Results: Thirteen patients had main-duct IPMN, 25 had mixed IPMN, and 25 had branch-duct IPMN, with advanced IPMN frequencies of 69%, 24%, and 31%, respectively. Thirty-three patients had high-risk stigmata, 29 had worrisome features, and one had no risk factor. Nineteen (58%) patients with high-risk stigmata and 2 (7%) with worrisome features had advanced IPMN. All patients with invasive carcinoma had high-risk stigmata and 16 patients had enhanced mural nodule (MN) ≥ 5 mm. The sensitivity, specificity, accuracy, and positive and negative predictive values of high-risk stigmata for advanced IPMN advocated by the RFG were 90%, 67%, 75%, 58%, and 93%, respectively. For comparison, high-risk stigmata advocated by the FG were also assessed by using the same study population. The sensitivity, specificity, accuracy, and positive and negative predictive values of high-risk stigmata advocated by the FG were, 90%, 60%, 68%, 53%, and 93%, respectively. The sensitivity and specificity of enhanced MN ≥ 5 mm for predicting invasive carcinoma were 94% and 87%, respectively, Diameter of main pancreatic duct did not correlate with the prevalence of advanced IPMN.

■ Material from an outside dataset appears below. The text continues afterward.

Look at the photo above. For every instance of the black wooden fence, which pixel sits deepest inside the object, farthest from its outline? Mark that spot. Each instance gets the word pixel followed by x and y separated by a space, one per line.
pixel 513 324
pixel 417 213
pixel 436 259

Conclusion: Surgical indication for IPMN advocated by the RFG was improved compared with the FG. The introduction of the size threshold of enhanced MN ≥ 5 mm into the criteria increased specificity and positive predictive value without jeopardizing sensitivity, especially in patients with invasive carcinoma. The three high-risk stigmata carry unequal weight and surgical indication for IPMN may be decidable by using only enhanced MN ≥ 5 mm. When the type of IPMN was classified strictly based on the definition of the guidelines, about half of IPMNs were mixed type, and most of the mixed IPMNs were benign. Surgical indication of mixed IPMN should be reconsidered as an independent morphological type.

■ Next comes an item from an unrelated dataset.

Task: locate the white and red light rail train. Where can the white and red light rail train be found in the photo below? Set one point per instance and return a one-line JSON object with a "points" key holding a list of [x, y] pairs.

Histological categories according to the morphological type of intraductal papillary mucinous neoplasm
| MD-IPMN (n = 13) | Mixed IPMN (n = 25) | BD-IPMN (n = 25) | |
| n | % | n | % | n | % | P value |
Invasive carcinoma | 8 | 69 | 3 | 12 | 6 | 24 | 0.02 |
High-grade dysplasia | 0 | 0 | 3 | 12 | 1 | 4 | |
Low-grade dysplasia | 5 | 38 | 19 | 76 | 18 | 72 | |
MD main duct, BD, branch-duct, IPMN intraductal papillary mucinous neoplasm
Overall patient characteristics
| Overall patients (n = 63) | Patients with high-risk stigmata (n = 33) | Patients with worrisome features (n = 29) | |
Value | % | Value | % | Value | % | P value |
Operation | | | | | | | 0.75 |
Pancreatoduodenectomy | 32 | 51 | 18 | 55 | 13 | 45 | |
Distal pancreatectomy | 29 | 46 | 14 | 42 | 15 | 52 | |
Total pancreatectomy | 2 | 3 | 1 | 3 | 1 | 3 | |
Type of IPMN | | | | | | | <0.01 |
MD-IPMN | 13 | 21 | 11 | 33 | 2 | 7 | |
Mixed IPMN | 25 | 40 | 14 | 42 | 11 | 38 | |
BD-IPMN | 25 | 40 | 8 | 24 | 16 | 55 | |
Presence of enhanced mural nodule | 27 | 43 | 24 | 73 | 3 | 10 | <0.01 |
Size of enhanced mural nodule, mm | 10 (0-40) | | 10 (0-40) | | 0 (0-4) | | <0.01 |
Enhanced mural nodule ≥ 5 mm | 22 | 35 | 22 | 67 | 0 | 0 | <0.01 |
Detection of mural nodule using EUS* | 42 | 78 | 25 | 89 | 17 | 68 | 0.09 |
Size of mural nodule measured using EUS, mm* | 8 (0-39) | | 10.5 (0-39) | | 2 (0-16) | | <0.01 |
Mural nodule measured using EUS ≥ 5 mm* | 33 | 61 | 23 | 82 | 10 | 40 | <0.01 |
Histological category | | | | | | | <0.01 |
Invasive carcinoma | 17 | 27 | 17 | 52 | 0 | 0 | |
High-grade dysplasia | 4 | 6 | 2 | 6 | 2 | 7 | |
Low-grade dysplasia | 42 | 67 | 14 | 42 | 27 | 93 | |
The values are expressed as median (range) or number of patients MD main-duct, BD branch-duct, IPMN intraductal papillary mucinous neoplasm, EUS endoscopic ultrasonography *EUS was performed in 54 of 63 patients. Of the 54 patients who underwent EUS, 28 patients with high-risk stigmata, 25 with worrisome features, and 1 without risk factor.